How adjective are treated in a semantic web RDF triples?
For example, how to traslate in RDF triples the following statement ?
Bob has a new car
Maybe:
- subject: bob
- predicate: has
- object: car
plus
- subject: car
- predicate: is
- object: new
and link the two RDF (first object with second subject)?
Is this the way ?
Can someone suggest related documentation ?
That's right. Rather naive, but your model makes perfect sense. How much depth, clarity, and interoperability you want to embody will largely depend on your choice of standards, vocabularies, and modelling. For example, what constitutes 'new', and what does it mean to 'have' a car, are things that you can explore and define in as much depth as you want. You may find it useful to reuse other ontologies that already have definitions for such concepts.

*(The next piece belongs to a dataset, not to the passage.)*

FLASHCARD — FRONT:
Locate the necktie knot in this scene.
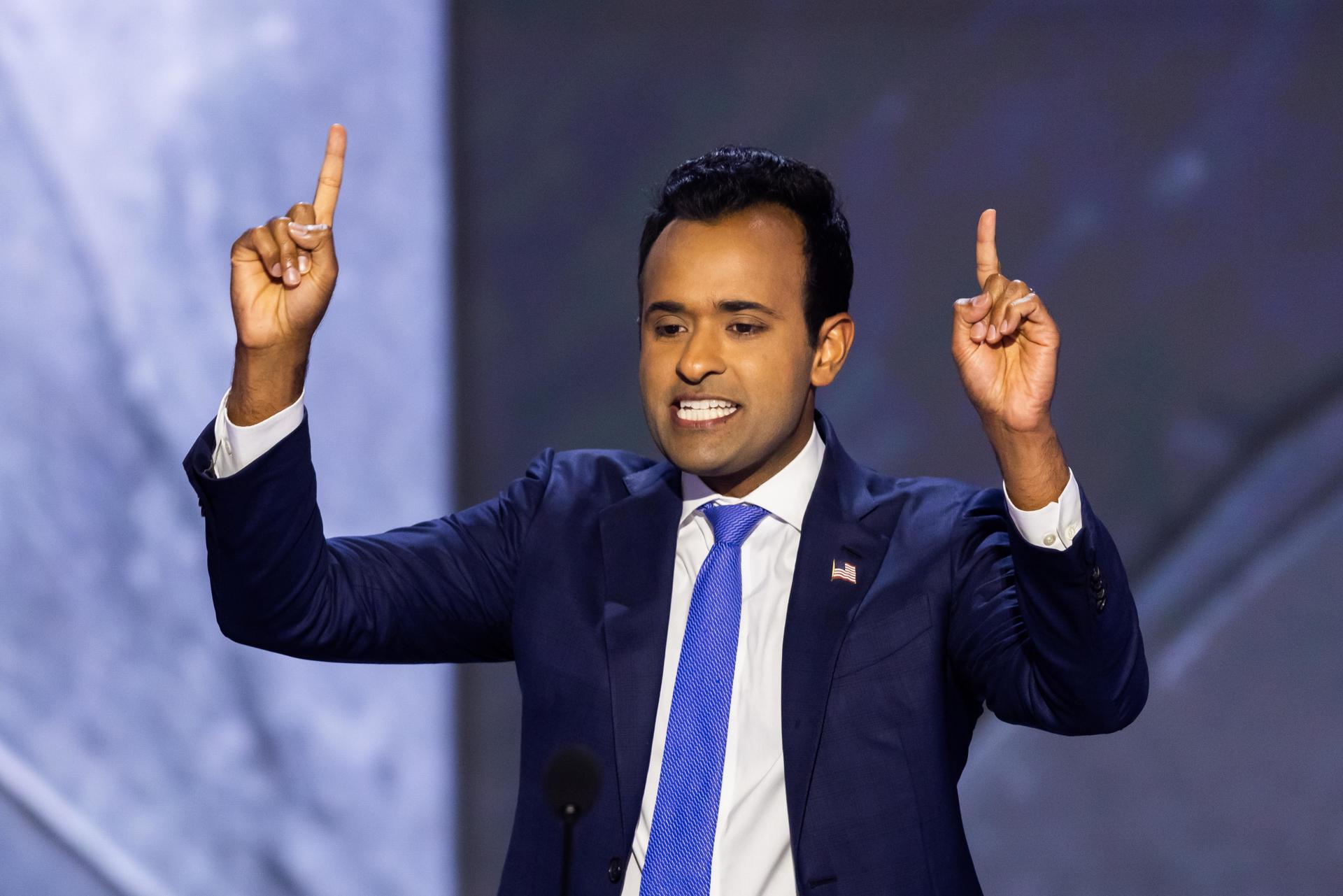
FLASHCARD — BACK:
[704,504,768,544]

The CIDOC-CRM (and its several extensions) for instance bases almost everything on the concept of events and activities. Although highly relevant these days to the archaeology and cultural heritage domains, the model was developed long before the semantic web and its various standards came to be. It is arguably the most comprehensive ontology with its own complex reasoning and inference capabilities.
So going down the CIDOC pathway, 'having a new car' is really an event of someone gaining ownership (for instance) of a car at some particular point in time. A person becomes an actor that engages in some ownership activity, which itself may be a 'transfer of ownership/rights' from some other actor, etc. Time itself is also a timespan rather than a 'single point' i.e. it spans a particular interval. Ownership of a car may also become a complex phenomenom that entails other propositions and inferences, related to society, pragmatic aspects (e.g. have to pay registration, taxes, etc), meta/physical (e.g. dangers of possessing a car and driving in the streets), etc. The nicest thing about CIDOC is that it gives you the tools to be as 'psychotic' in modelling as you desire. That's part of the reason I guess that it is gaining so much traction in the archaelogy field.